Since graduation, the group of girlfriends has met once a month, every month, for more than 55 years, making them one of Morris’s oldest unofficial social clubs.
This month’s meeting was special, as the women donned birthday hats and gathered Monday at Lindy Gertie’s in Morris to celebrate their collective 75th birthdays.
“When we started meeting, we were talking about guys and dates. Then later it was marriages and kids.
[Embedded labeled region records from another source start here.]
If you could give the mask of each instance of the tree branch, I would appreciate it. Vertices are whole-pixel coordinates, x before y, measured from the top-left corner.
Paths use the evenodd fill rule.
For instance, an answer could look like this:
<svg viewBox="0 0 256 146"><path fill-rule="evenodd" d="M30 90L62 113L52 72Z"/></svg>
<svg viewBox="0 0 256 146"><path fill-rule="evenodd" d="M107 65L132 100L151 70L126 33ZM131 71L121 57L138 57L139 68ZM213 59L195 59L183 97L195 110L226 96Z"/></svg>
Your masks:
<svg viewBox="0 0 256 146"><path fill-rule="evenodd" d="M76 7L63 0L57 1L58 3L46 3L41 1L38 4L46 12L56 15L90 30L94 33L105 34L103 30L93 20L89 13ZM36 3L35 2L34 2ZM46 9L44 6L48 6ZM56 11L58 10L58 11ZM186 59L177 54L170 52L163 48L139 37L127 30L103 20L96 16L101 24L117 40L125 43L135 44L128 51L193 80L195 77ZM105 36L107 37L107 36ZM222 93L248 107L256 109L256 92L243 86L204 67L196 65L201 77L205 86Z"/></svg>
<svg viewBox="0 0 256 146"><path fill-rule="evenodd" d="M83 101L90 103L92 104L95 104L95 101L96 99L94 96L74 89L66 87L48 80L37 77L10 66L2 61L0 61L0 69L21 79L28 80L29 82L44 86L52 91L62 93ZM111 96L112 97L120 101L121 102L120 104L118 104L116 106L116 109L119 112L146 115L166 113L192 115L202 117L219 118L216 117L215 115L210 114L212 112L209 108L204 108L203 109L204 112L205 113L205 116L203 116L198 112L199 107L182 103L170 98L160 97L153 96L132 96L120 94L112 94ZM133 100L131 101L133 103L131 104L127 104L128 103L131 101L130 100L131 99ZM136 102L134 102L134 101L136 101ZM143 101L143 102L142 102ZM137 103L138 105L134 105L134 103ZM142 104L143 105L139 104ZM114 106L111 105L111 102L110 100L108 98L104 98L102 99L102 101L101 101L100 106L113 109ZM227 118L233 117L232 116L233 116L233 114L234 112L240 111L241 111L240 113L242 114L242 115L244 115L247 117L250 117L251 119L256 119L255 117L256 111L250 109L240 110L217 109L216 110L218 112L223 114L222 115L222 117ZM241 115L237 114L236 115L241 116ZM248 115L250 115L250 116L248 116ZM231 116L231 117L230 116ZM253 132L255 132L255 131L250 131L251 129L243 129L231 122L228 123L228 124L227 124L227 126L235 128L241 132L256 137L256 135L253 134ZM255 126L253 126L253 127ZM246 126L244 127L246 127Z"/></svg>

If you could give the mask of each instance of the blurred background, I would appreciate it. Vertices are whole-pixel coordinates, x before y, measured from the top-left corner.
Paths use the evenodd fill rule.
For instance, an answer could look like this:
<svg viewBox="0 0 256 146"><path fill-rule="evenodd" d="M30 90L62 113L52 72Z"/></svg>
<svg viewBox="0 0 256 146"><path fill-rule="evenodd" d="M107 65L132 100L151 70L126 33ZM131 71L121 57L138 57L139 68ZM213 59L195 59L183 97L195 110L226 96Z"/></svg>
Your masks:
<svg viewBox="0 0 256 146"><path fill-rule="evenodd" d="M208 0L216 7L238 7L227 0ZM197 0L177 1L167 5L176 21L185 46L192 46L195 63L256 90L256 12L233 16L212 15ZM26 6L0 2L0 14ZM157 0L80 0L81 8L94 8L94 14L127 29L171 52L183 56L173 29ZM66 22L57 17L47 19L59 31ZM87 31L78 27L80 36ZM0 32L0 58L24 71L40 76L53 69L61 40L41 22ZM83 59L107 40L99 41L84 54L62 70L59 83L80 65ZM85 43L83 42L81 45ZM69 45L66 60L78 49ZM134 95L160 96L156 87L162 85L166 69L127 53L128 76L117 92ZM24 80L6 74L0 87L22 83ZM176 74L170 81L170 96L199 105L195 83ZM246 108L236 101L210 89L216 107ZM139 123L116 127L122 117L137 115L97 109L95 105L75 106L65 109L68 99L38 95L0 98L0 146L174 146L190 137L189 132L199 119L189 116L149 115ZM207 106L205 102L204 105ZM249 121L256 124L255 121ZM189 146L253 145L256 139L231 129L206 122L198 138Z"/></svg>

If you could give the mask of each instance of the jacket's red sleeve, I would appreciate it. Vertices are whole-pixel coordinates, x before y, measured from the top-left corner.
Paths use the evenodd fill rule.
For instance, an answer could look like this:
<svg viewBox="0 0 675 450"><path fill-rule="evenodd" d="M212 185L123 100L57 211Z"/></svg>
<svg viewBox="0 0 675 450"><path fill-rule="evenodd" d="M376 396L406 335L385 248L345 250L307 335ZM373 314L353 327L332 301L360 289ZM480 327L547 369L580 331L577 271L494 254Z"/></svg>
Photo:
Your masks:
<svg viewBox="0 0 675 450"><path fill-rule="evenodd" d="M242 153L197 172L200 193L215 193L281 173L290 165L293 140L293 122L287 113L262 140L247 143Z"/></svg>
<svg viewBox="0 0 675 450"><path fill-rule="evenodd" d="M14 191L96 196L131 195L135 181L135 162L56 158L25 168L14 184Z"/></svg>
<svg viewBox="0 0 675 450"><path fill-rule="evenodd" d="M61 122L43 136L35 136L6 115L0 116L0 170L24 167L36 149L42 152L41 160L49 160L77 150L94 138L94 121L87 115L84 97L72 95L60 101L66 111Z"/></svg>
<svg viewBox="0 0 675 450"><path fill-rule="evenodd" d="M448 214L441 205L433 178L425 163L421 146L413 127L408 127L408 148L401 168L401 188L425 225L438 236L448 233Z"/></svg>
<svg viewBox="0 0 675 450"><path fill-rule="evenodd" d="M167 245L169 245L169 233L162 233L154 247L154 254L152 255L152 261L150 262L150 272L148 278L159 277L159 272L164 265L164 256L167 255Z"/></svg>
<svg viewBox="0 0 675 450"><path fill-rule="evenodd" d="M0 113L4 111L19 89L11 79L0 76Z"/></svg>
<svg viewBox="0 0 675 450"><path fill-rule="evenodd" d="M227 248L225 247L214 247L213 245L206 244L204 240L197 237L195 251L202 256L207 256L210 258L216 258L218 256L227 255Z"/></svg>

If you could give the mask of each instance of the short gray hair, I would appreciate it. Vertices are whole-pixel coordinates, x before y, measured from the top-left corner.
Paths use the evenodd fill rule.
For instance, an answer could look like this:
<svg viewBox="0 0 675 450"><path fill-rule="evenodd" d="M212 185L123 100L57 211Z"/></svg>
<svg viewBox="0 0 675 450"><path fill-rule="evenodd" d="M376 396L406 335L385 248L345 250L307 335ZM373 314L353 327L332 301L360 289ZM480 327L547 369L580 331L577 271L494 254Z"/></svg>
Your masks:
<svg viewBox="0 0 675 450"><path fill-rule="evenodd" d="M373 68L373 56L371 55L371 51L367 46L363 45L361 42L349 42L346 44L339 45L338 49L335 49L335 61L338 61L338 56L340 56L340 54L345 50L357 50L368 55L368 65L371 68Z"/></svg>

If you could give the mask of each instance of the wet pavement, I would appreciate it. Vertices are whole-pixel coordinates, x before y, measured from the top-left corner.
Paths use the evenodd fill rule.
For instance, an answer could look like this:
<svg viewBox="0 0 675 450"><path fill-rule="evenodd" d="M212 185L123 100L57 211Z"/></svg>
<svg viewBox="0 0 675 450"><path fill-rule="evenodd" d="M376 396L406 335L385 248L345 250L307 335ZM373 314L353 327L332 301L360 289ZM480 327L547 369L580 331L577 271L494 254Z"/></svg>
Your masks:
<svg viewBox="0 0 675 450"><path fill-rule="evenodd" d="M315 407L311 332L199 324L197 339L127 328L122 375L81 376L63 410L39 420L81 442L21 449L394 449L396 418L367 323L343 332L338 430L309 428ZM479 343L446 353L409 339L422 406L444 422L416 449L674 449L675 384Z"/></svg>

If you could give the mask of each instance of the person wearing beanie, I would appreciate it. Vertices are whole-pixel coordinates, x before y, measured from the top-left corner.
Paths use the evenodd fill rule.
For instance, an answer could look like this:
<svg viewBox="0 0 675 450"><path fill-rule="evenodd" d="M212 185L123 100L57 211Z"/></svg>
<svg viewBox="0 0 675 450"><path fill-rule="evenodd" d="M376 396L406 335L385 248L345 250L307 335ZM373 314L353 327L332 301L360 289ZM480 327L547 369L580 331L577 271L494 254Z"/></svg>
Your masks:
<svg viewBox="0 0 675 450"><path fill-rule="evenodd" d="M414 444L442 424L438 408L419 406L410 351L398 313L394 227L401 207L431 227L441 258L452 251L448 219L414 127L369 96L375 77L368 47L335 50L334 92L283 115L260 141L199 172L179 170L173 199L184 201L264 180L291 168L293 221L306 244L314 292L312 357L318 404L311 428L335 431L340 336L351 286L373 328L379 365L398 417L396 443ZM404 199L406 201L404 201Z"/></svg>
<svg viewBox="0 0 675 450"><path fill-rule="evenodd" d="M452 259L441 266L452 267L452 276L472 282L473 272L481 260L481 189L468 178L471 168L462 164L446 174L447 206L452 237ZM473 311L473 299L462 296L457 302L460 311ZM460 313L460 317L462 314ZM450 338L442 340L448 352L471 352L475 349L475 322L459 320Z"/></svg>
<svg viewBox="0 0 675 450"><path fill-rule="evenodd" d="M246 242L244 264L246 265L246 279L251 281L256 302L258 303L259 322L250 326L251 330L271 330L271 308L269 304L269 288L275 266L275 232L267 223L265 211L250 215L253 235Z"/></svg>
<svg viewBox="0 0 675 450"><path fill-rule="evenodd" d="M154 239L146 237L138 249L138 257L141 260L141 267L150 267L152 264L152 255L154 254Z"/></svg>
Now, it’s our ailments,” Barb Lindenmuth joked.
When the ladies organized the first meeting, they tried to be official – collecting membership dues, electing a president, taking meeting minutes.
They dubbed themselves the “O.N.O. Club,” meaning “One Night Out,” and tried focusing on socializing and community service.
“I remember one time, we tried to collect old magazines to send to people in India, or somewhere,” remembered Ruth Cheshareck, inciting a chorus of groans and laughter from the others. “But I mean, it just never got off the ground.”
When that failed, they relaxed their rules and made it a monthly card night where they played Rummy Royale and other games.
“Well, we talk so much that we could never finish a game,” Barb Senffner said. “So that ended pretty quickly.”
Eventually the club evolved into a monthly meeting of friends where they would spend as long as four hours eating, sharing stories and cracking jokes.
Throughout the years, women have moved away, or passed away, but a core of about 15 women has remained since that first meeting.
Lindenmuth said she started with the meetings, but moved to California where she stayed for more than 20 years.
“When I came back to Morris and began meeting again, it was like I never left,” she said.
Their secret to staying together this long?
“We just like each other, a lot,” Norma Arnsdorff said.
Husbands and children are not allowed at most meetings, although the women used to hold an annual picnic where they would invite their families.
The group also is in charge of organizing the Morris Community High School class of 1957 reunion every year.
“Without us, there probably wouldn’t be a reunion anymore,” Karen Gore said.
Today, the meetings are part social club, part support group, as many of the women have relied on each other for guidance and love in recent years with husbands passing and health problems.
“When we all get together, we’re like sisters,” Senffner said. “If we have a physical, or a mental or a marriage problem, we’re not afraid to say it because we know it won’t go beyond this group.”
The women said they don’t intend to stop meeting anytime soon and will always remain friends.
“I know a lot of women in their 50s and 60s who have lost their friends as they got older,” Cheshareck said. “I think this is healthy for us. It helps keep us alive.”